Current assets fell significantly by €220.3 million, totalling €2,417.8 million as of the reporting date. Inventories rose by €40.4 million or 10.7 per cent, against the backdrop of the strong September, and stood at €417.6 million as of 30 September 2025. Trade receivables, on the other hand, fell by €81.6 million or 7.1 per cent. This positive development is also reflected in the average days sales outstanding (DSO) of our receivables. It continued its downward trend and now stands at 38.2 days. At €508.3 million, cash and cash equivalents including time deposits and securities, remained at a very comfortable level.

Liquidity (including time deposits and securities)

in €m

Liquidity (including time deposits and securities) (bar chart)

Working capital increased to €605.9 million as of 30 September 2025 (31 December 2024: €560.8 million) because of the increase in inventories described above and the significant decrease in trade payables. Compared to the previous year's quarter, however, working capital as a percentage of business volume fell from 12.3 per cent to 10.2 per cent.

On the liabilities side, non-current liabilities remained almost stable and totalled €695.1 million on the reporting date.

Current liabilities decreased by €168.8 million and therefore stood at €1,439.4 million as of 30 September 2025. Trade payables decreased by €93.7 million. Other liabilities also fell, by €18.0 million or 5.2 per cent. This is due to lower liabilities to personnel and lower VAT liabilities.

Equity increased by €49.2 million to €1,964.3 million. Accordingly, our equity ratio developed positively, increasing from 45.4 per cent as of 31 December 2024 to now 47.9 per cent. The annualised return on equity was 10.3 per cent, compared to 13.9 per cent in the same period of the previous year.

Equity ratio

in %

Equity ratio (bar chart)

Operating cash flow totalled €149.1 million in the period from January to September 2025, compared to an unusually high figure of €289.4 million in the same period of the previous year.

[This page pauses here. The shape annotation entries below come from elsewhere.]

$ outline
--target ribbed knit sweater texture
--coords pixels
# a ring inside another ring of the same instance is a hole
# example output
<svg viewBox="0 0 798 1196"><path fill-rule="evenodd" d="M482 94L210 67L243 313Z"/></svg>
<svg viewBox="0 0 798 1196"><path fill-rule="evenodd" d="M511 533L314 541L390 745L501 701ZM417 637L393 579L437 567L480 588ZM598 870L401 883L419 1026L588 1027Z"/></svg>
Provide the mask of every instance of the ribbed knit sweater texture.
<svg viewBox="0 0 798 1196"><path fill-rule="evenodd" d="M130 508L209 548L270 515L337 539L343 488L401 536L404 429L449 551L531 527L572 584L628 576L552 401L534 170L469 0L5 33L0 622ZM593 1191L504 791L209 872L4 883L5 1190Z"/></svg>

The following factors in particular were decisive for this:

  • Following a reduction in the previous year, inventories increased because of the improved business performance, which led to a cash outflow of €32.0 million (previous year: inflow of €36.5 million).
  • Although we were able to significantly reduce trade receivables, which led to a cash inflow of €109.6 million, this was below the previous year (€172.7 million) – this also reflects the positive demand trend in September.
  • At €115.0 million, the cash outflow from the reduction in trade payables was around €50 million higher than in the previous year (€64.3 million).

Cash flow from operating activities

in €m

Cash flow from operating activities (bar chart)
1 Figure adjusted

At -€149.7 million, cash flow from investing activities showed a significantly higher cash outflow than in the previous year (-€51.2 million). One of the reasons for this was payments for acquisitions. At €83.1 million, they were significantly higher than in the previous year (€41.3 million). In addition, cash paid for investments in intangible assets and property, plant and equipment increased from €62.0 million to €91.1 million in the reporting period. This is due, in particular, to higher investments in our own IT as well as new construction projects at several locations.

Cash flow from financing activities totalled -€200.2 million, compared to -€154.5 million in the same period of the previous year. Dividends totalling €88.2 million were distributed in both years, with cash payments of €50.7 million for the repayment of financial liabilities in the reporting period having an additional impact here.

Free cash flow from January to September 2025 was slightly negative at -€16.7 million. This was due, in particular, to the lower operating cash flow compared to the strong previous year as well as noticeably higher investments and payments for acquisitions.